How Could Men Pay Even More After Gender Equality Rules?

Six years ago an interesting thing happened on the other side of the Atlantic Ocean. In December 2012 the European Court of Justice issued a ruling that eliminated the use of gender in pricing formulas.

The Justices declared “that different premiums for men and women purely on the grounds of sex were incompatible with the principle of unisex pricing included in the EU (European Union) gender equality legislation.”

The European auto insurance ruling was a bit controversial at the time since it increased the possibility that women would end up paying more for their coverage.

On January 1, 2019 all California passenger car insurance pricing officially became gender neutral as well, according to a new state rule.

California is the first U.S. state to make this type of change in nearly 30 years. A handful of others such as Hawaii, Massachusetts, Montana, North Carolina, and Pennsylvania also passed similar gender neutral insurance regulations dating as far back as the 1970s.

After several years in action, the European ruling may be a good indicator of what Californians could experience.

What Happened After the EU Insurance Ruling?

So did the EU insurance ruling prove to be beneficial? Did it close the gender gap in car insurance premiums? Did women end up paying more premium?

Well, not exactly. An analysis published by Confused.com, a website used by British drivers to shop auto coverage, shows the discrepancy between gender pricing has actually widened.

Rather than the cost of premiums narrowing between the sexes, men actually began paying even more than women. In fact, since the 2012 ruling, in one survey men ended up paying roughly four times the amount of car insurance premium than they previously did.
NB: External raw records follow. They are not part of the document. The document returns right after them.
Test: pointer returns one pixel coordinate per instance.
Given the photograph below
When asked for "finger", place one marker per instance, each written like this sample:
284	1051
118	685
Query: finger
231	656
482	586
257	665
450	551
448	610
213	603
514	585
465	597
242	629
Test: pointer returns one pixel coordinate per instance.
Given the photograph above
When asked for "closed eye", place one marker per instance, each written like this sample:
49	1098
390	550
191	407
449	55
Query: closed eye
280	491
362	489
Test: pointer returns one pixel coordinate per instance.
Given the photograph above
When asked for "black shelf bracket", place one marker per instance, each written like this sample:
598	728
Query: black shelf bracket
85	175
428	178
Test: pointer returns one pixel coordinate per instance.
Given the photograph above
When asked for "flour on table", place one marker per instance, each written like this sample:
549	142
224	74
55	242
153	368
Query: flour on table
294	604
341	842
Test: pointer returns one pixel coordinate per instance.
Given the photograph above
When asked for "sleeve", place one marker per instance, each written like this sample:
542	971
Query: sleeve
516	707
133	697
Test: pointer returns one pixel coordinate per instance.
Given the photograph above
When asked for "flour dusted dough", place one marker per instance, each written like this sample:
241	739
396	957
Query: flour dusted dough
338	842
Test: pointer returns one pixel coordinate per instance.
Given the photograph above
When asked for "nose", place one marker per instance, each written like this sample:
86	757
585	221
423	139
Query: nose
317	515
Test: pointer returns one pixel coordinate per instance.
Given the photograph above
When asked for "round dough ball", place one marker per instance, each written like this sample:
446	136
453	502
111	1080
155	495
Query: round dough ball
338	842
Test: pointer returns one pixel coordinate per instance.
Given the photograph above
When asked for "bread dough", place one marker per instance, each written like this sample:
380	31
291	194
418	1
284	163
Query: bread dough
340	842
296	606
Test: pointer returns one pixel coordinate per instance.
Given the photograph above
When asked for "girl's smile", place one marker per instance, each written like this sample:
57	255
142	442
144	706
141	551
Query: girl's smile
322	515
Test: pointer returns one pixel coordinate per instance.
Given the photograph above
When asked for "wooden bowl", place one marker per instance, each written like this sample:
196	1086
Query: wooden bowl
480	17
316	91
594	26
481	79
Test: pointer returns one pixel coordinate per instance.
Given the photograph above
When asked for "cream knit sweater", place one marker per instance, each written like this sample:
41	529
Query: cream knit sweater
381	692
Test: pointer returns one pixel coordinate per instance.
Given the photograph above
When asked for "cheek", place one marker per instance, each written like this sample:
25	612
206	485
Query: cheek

Insurance companies are complying with the gender neutral pricing policy. However, they are relying more heavily on other elements in the factoring model which seem to inadvertently reveal gender anyway.

For example, insurers do take into consideration the consumer’s profession. Male-dominated occupations often are higher-risk and, therefore, bump up the auto premium as a result.

Confused.com advised: “Also, on average, men may tend to drive larger and more costly vehicles. The more expensive/high-spec the vehicle, the more likely it is that the cost of the repairs will be higher, and therefore this is reflected in the premium charged.”

Risky Driving Habits More Likely for Male Dominated Jobs

A recent Moneysupermarket.com report revealed jobs with the highest rate of drug- and drink-driving. Eight out of the 10 worst rated jobs are within the construction trades, with scaffolders ranked the worst. On average scaffolders pay an extra £470 for auto coverage following a conviction.

On the other hand, women typically have professions that rank very low on the Moneysupermarket.com risky jobs list.

For example, most midwives have one of the lowest rates of DUI convictions and most midwives are women. The occupation of midwife precludes low pricing and it just so happens mostly women are able to benefit from this fact.

Furthermore, the overall assumption by many in the insurance industry is that women also tend to driver fewer miles, have a lower number of crashes (mostly non-serious), and fewer DUI convictions.

Did the EU Gender Ruling Make a Positive Change?

It seems the EU gender ruling has put the emphasis back on driving habits and driver history. This approach to pricing is more acceptable to the majority of consumers. After all, being evaluated for car insurance based on one’s motor vehicle record seems pretty reasonable.

As British tabloid The Guardian concluded: “Now [insurers] have to price…according to rather more concise data reflecting your individual driving behavior….Car insurance may have become less equal. But it is more fair.”